List of different Model Evaluation metrics/techniques for Clustering Algorithm covered in this article.

Table of Contents

## 1. Clustering Tendency

Hopkins test, a statistical test for spatial randomness of a variable, can be used to measure the probability of data points generated by uniform data distribution.

## 2. Number of Clusters (k)

There is no definitive answer for finding right number of cluster as it depends upon

- (a) Distribution shape
- (b) scale in the data set
- (c) clustering resolution required by user.

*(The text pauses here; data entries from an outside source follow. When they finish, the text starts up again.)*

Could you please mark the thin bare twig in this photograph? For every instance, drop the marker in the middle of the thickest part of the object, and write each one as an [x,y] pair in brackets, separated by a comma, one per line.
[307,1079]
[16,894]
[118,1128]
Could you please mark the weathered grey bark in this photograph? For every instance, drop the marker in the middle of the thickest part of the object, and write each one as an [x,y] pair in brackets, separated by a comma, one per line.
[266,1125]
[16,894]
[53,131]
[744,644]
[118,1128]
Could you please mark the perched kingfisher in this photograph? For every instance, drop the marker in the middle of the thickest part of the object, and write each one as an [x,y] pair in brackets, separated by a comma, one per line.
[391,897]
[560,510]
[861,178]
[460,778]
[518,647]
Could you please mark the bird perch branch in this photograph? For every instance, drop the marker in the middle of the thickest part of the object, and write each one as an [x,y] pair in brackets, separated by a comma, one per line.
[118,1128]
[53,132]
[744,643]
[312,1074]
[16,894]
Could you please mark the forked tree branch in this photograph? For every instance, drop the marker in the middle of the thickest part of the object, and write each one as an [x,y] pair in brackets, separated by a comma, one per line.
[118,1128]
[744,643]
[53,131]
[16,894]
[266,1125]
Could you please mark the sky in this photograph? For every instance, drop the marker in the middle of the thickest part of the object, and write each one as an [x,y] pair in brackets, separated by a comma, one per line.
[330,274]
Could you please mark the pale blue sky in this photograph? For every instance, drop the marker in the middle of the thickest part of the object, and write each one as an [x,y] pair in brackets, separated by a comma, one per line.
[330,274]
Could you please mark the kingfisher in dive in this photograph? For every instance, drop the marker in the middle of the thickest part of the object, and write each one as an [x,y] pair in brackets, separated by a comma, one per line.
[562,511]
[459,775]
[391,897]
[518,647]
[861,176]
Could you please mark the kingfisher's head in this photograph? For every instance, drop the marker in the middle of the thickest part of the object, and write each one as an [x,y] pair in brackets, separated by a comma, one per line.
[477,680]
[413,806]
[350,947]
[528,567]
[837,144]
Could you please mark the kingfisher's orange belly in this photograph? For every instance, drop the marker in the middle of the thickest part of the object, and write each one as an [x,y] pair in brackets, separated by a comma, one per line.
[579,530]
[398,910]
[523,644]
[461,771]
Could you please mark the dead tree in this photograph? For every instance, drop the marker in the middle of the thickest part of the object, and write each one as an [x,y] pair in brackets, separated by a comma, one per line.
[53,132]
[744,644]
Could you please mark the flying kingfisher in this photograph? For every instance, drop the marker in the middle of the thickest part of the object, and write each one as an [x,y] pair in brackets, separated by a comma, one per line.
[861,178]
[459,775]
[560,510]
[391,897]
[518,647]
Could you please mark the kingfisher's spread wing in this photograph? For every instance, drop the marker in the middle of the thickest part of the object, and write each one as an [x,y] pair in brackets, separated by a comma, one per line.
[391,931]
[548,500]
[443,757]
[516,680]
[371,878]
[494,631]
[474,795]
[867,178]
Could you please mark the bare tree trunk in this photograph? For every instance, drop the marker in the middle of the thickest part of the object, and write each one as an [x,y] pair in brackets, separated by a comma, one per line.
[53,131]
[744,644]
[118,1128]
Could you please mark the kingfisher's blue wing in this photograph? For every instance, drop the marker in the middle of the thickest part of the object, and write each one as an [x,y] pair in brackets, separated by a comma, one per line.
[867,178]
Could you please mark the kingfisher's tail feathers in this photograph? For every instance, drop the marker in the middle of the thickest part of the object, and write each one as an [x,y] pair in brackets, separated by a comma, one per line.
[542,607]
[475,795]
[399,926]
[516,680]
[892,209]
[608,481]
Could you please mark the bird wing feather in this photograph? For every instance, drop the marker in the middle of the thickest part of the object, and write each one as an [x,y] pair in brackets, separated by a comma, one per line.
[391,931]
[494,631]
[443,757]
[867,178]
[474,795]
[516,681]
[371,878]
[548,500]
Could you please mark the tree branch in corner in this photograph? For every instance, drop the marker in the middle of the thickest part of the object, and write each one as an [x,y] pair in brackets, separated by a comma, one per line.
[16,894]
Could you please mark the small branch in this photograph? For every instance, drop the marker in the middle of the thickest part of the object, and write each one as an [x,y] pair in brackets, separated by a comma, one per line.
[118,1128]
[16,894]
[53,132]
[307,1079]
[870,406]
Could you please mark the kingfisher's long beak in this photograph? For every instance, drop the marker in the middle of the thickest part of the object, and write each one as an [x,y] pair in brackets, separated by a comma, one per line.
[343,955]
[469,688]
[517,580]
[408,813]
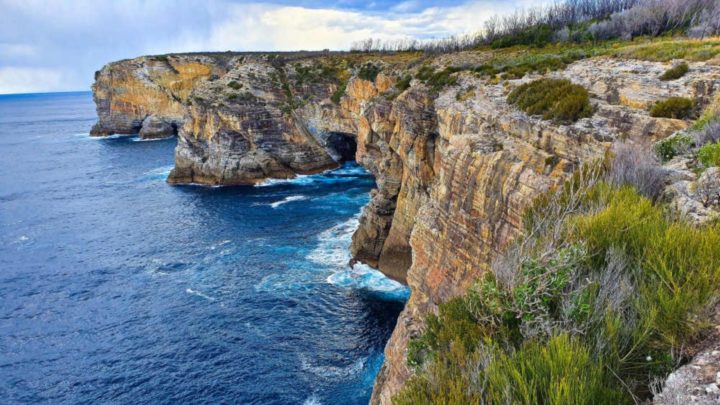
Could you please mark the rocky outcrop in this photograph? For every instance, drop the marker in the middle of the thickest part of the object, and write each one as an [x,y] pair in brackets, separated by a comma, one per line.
[128,92]
[154,127]
[697,382]
[454,170]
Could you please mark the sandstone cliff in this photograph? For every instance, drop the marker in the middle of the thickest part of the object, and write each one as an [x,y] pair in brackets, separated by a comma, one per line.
[455,166]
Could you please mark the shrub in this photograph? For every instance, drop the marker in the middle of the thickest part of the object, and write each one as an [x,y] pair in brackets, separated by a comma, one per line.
[708,133]
[561,371]
[638,167]
[709,155]
[404,83]
[602,299]
[339,92]
[674,107]
[554,99]
[437,80]
[672,146]
[369,72]
[675,72]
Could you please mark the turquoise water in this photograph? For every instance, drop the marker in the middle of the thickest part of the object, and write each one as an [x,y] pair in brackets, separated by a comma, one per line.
[118,288]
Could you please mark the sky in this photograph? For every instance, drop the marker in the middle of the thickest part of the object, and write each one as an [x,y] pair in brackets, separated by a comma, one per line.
[55,45]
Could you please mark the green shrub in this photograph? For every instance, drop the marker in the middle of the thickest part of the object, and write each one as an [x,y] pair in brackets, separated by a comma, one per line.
[537,36]
[672,146]
[439,79]
[709,155]
[618,291]
[674,107]
[368,72]
[554,99]
[404,83]
[560,371]
[675,72]
[339,93]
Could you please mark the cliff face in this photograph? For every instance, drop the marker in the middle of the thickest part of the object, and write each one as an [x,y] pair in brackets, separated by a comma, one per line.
[454,169]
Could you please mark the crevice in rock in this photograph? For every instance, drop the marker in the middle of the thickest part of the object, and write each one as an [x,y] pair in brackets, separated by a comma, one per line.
[342,146]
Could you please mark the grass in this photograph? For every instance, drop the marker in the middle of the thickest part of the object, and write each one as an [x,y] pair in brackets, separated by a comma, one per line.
[674,107]
[339,93]
[675,72]
[672,146]
[553,99]
[592,307]
[404,83]
[665,50]
[368,72]
[437,79]
[709,155]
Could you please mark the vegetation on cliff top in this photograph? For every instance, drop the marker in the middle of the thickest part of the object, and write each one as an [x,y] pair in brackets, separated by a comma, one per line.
[594,305]
[553,99]
[573,21]
[674,107]
[675,72]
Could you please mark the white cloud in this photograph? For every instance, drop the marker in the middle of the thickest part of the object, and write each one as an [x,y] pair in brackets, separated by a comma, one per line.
[30,80]
[69,40]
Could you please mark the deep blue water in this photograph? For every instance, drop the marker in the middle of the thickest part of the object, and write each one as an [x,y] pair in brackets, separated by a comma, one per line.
[118,288]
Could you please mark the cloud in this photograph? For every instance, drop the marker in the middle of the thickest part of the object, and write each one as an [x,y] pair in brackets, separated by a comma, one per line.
[30,80]
[68,41]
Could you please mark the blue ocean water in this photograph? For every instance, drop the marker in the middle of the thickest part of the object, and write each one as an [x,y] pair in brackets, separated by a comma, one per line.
[118,288]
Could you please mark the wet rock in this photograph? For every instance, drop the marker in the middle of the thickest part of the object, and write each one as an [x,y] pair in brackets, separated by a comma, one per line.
[154,127]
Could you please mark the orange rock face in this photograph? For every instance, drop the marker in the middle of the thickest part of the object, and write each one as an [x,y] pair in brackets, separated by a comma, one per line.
[455,171]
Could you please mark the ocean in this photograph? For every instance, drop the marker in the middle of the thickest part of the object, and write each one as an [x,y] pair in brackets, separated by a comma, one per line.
[116,287]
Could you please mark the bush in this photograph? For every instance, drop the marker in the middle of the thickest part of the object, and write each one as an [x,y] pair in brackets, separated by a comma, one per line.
[709,155]
[404,83]
[672,146]
[638,167]
[369,72]
[437,80]
[675,72]
[339,93]
[595,314]
[674,107]
[708,133]
[554,99]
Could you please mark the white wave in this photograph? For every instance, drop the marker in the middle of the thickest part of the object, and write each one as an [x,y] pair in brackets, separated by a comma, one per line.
[288,200]
[333,252]
[333,249]
[138,139]
[219,244]
[365,278]
[113,136]
[333,372]
[159,173]
[299,179]
[199,294]
[312,400]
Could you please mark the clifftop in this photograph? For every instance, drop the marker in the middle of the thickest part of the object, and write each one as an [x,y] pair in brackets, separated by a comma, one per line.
[456,164]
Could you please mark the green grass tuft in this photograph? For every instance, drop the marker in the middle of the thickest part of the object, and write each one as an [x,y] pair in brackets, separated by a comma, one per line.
[675,107]
[595,307]
[709,155]
[554,99]
[672,146]
[675,72]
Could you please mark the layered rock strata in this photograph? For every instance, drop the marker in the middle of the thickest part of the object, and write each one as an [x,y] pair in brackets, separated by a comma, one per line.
[455,169]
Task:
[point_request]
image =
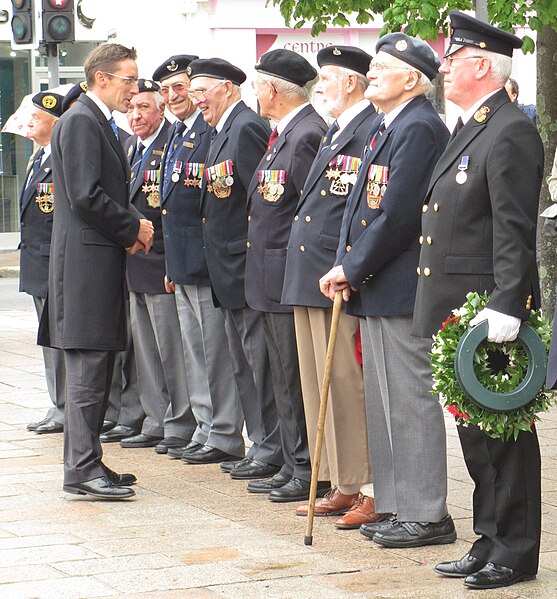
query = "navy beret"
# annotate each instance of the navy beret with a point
(348, 57)
(49, 102)
(412, 51)
(173, 65)
(73, 94)
(286, 65)
(216, 68)
(468, 31)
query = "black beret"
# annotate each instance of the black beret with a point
(412, 51)
(173, 66)
(49, 102)
(348, 57)
(468, 31)
(73, 94)
(147, 85)
(286, 65)
(216, 68)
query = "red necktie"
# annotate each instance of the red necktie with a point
(272, 138)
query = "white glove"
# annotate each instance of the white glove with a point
(502, 327)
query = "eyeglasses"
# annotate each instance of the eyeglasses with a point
(450, 59)
(177, 88)
(381, 66)
(200, 95)
(129, 81)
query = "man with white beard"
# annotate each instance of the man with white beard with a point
(311, 252)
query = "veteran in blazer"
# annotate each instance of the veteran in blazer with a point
(36, 210)
(312, 246)
(93, 228)
(281, 85)
(376, 268)
(212, 392)
(238, 143)
(479, 227)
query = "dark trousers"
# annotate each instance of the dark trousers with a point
(507, 497)
(88, 380)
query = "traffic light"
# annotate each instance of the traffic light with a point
(22, 23)
(58, 21)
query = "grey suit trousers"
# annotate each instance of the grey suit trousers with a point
(213, 393)
(161, 372)
(55, 373)
(406, 430)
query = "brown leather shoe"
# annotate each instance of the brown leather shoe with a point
(361, 512)
(333, 504)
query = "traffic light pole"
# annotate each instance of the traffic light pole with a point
(53, 66)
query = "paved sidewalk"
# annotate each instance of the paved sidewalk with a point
(193, 533)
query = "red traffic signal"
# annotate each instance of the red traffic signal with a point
(58, 21)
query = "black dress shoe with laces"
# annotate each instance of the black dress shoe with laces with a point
(417, 534)
(493, 576)
(101, 487)
(49, 427)
(119, 432)
(252, 470)
(466, 565)
(266, 485)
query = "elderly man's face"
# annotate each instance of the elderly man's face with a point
(144, 116)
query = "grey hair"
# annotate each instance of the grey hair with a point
(501, 65)
(284, 87)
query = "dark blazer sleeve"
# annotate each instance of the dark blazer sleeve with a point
(82, 156)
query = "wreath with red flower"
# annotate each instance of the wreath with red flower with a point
(500, 367)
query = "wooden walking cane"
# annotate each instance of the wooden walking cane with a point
(308, 539)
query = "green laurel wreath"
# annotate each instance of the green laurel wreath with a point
(497, 425)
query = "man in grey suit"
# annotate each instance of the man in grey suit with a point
(93, 228)
(36, 208)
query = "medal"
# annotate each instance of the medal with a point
(461, 176)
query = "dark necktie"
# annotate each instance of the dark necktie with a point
(329, 135)
(112, 123)
(272, 138)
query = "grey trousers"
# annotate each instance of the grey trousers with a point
(406, 430)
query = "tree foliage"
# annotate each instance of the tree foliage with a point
(420, 18)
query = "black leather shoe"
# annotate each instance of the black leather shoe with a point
(229, 466)
(417, 534)
(207, 455)
(101, 487)
(120, 480)
(169, 442)
(253, 469)
(33, 426)
(492, 576)
(108, 425)
(369, 530)
(297, 490)
(466, 565)
(119, 432)
(267, 485)
(49, 427)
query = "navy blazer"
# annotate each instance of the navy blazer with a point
(36, 232)
(378, 246)
(243, 140)
(270, 221)
(181, 218)
(145, 273)
(315, 229)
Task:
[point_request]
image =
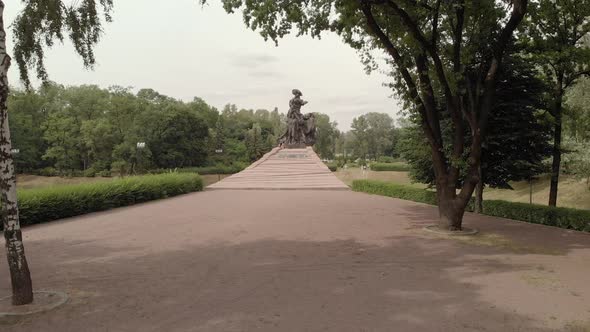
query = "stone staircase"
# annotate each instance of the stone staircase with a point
(284, 169)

Although finding number of clusters is a very subjective problem. There are two major approaches to find optimal number of clusters:

### 2.1 Domain Knowledge

Domain knowledge plays an important role to create and select clusters or segments. General guidelines to be followed while building the store segments: (a) each segment should be greater than 5% of data, (b) total number segments or clusters should not more than 5 or 7.

### 2.2 Data driven approach:

**Empirical Method:**An empirical method of finding number of clusters is Square root of N/2, where N is total number of data points. So that each cluster contains square root of 2 * N.**Elbow Method:**The variance within a cluster is measure of compactness of the cluster. So, if the within cluster variance is lower, it means the compactness of cluster formed is higher.**Statistical Approach:**We can use a statistical method named gap statistic to find the optimal number of clusters, represented by k.

## 3. Clustering Quality

Ideally the clustering quality is often characterized by minimal intra-cluster (within) distance and maximal inter-cluster distance (between two clusters).

Two types of measures to assess the clustering quality or performance:

**Extrinsic Measures:**Require ground truth labels. Examples are Adjusted Rand index, Fowlkes-Mallows scores, Mutual information-based scores, Homogeneity, Completeness and V-measure.**Intrinsic Measures:**Does not require ground truth labels. Some of the clustering performance measures are Silhouette Coefficient, Calinski-Harabasz Index, Davies-Bouldin Index etc.